Welcome to Calcio Square, an email newsletter dedicated to Serie A and Italian football. Every Thursday, Anthony Lopopolo picks out a player, team, coach, or trend that's making waves in Serie A. Today's issue is about Mario Balotelli.
Mario Balotelli's career has entered its final act. It hasn't followed any particular script or met our expectations. He's 34 years old, more than a decade removed from the Euro 2012 semifinal takedown of Germany that promised a big future ahead. It ended being nothing more than a red herring.
That's not to say Balotelli has wasted his time in the intervening years. He's played in five different countries and experienced a lot. To some extent, he's the same player, just as prone to a booking as he's ever been. In other aspects, he's different, more comfortable in his own skin than he's ever been.

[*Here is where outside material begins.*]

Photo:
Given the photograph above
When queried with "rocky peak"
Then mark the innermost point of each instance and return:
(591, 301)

He had a lot to lose before. He doesn't anymore.
Which makes his move back to Italy all the more peculiar. After spending the past three seasons in the football wilderness with Switzerland's FC Sion and Turkey's Adana Demirspor, Balotelli made a return to Serie A his priority. Primarily because he had unfinished business there.

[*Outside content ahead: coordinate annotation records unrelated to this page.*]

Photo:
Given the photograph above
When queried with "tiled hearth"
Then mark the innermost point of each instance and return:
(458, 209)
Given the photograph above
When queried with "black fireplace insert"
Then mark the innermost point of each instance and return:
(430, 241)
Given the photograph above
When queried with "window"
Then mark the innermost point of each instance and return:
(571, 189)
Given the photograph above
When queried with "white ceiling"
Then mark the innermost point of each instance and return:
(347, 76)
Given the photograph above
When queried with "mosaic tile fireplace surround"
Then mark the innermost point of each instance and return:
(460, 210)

"I'll smash Serie A," he said while cursing out a Twitch streamer who questioned his recent form. "Fuck off, both you and Serie A."
Balotelli hasn't been a smash hit. Though he scored 18 goals during his first season in Turkey, he managed just six the following year in Switzerland and another seven upon his return to Demirspor last season. He didn't play in those leagues because he was in the form of his life. He played there because clubs agreed to pay him the salary of someone in the form of his life. Balotelli's total pre-tax salary across those three seasons surpassed €15 million, according to Capology. No team in the top five leagues would've offered him that kind of dough.

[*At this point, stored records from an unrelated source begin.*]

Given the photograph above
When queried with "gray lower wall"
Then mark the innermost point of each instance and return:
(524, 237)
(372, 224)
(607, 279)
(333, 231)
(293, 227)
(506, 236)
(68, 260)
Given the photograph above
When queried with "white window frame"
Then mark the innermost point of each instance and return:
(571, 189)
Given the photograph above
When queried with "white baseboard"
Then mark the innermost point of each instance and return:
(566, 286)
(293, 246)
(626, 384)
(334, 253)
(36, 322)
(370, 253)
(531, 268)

So he followed the money. And who could blame him? The time had come to pack his bags for one final tour.
Now he's returning home. Just not to enjoy retirement. He signed with Genoa to prove a point.
Balotelli played for four other teams in Italy and encountered problems each time. When he left, it always seemed like he'd never come back. The last time he played in Serie A, with hometown club Brescia, he kicked a ball toward a handful of fans making monkey noises at him. He even got flak from his own supporters for being the "arrogant" one in this deplorable exchange.
There's no getting around it: Being a prominent Black player in Italy made Balotelli a reluctant political figure. Oftentimes, he wanted nothing to do with the discussion. He just wanted to play football. But the media wouldn't let him. He was expected to be something he wasn't: more of a spokesperson for the game than a center-forward with an incredible shot. He still brought a lot of scrutiny onto himself. He was a selfish teammate at times, a suck on the field when things didn't go his way. But the spotlight always seemed harsher on Balotelli than anyone else — even when he wasn't setting off fireworks or saying stupid shit.
So you can understand the source of his anger and why he's been holding onto it. The return to Genoa isn't without hitches — he's on a team fighting against relegation and reporting to a coach who's publicly berated him — but perhaps it's a chance to show people who think they know him that he has more depth than the narrator of his story has previously suggested.